Iran’s foreign ministry said the US action broke an April 8 ceasefire, adding that such repeated violations showed Washington had no intention of reducing tensions. It warned that the United States would bear responsibility for the consequences of its “illegal actions”.
Iran’s Revolutionary Guards said they had attacked US bases in Kuwait and Bahrain in retaliation for US strikes and fired at four tankers trying to cross the strait without its permission.
Kuwait’s army said yesterday it engaged seven ballistic missiles that passed over residential areas, resulting in material damage but no casualties. In Bahrain, sirens sounded and residents were urged to seek shelter.
Kuwait and Bahrain condemned the strikes. Iran later said it had hit US bases in both countries with ballistic missiles, but the U. military said six missiles were intercepted and a seventh did not reach its target.
Iranian state media reported that Mohsin Naqvi, the interior minister of Pakistan, which has been mediating an end to the conflict, arrived in Tehran yesterday for talks with Iranian officials including Foreign Minister Abbas Araqchi.
A Pakistani source said Naqvi would carry a message from Pakistan to the Iranian Supreme Leader Ayatollah Mojtaba Khamenei.
US President Donald Trump is facing mounting domestic political pressure due to rising gas prices to bring the unpopular war to an end.

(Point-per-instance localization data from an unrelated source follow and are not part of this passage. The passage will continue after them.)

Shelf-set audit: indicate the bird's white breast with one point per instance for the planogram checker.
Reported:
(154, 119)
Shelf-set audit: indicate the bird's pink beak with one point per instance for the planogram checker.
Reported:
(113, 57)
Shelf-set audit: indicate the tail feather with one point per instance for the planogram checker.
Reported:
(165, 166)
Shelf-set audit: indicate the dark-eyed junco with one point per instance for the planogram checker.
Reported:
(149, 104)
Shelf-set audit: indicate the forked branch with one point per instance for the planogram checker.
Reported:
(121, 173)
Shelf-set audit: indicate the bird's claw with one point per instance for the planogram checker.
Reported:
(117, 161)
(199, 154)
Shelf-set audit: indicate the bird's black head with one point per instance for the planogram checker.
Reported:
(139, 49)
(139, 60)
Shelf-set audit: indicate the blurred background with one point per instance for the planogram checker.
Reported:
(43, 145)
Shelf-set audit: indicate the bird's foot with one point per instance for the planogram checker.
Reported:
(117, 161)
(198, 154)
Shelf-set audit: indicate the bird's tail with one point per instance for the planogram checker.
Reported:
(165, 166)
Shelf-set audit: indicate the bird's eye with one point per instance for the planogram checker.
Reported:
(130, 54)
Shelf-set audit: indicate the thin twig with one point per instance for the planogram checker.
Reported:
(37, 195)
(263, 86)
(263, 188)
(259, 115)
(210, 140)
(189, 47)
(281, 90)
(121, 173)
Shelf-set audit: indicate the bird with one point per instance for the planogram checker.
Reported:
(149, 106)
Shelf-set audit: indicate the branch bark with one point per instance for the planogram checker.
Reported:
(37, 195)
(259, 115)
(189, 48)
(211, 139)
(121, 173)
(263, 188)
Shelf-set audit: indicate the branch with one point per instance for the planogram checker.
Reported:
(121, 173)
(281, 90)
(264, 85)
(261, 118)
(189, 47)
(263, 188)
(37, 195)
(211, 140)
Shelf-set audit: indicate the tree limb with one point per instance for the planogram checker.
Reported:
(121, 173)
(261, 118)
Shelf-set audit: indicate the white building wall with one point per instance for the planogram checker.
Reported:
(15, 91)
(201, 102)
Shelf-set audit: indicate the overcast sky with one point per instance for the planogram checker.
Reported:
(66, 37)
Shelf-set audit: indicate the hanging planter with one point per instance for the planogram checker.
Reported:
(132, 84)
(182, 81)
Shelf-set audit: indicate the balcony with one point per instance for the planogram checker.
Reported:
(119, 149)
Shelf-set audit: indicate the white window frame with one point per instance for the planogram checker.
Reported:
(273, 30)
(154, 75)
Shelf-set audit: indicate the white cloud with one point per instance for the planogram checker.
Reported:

He told NBC that while most of Iran’s drone and missile manufacturing facilities had been destroyed, the Iranians still had access to about a fifth of their missiles.
“They have some missiles, they have some drones. I would say percentage wise, maybe 21%-22% of their missiles. It’s a lot of missiles, but it’s not what it was when we first attacked,” Trump told NBC News’ Meet the Press program, according to excerpts released by the network on Friday.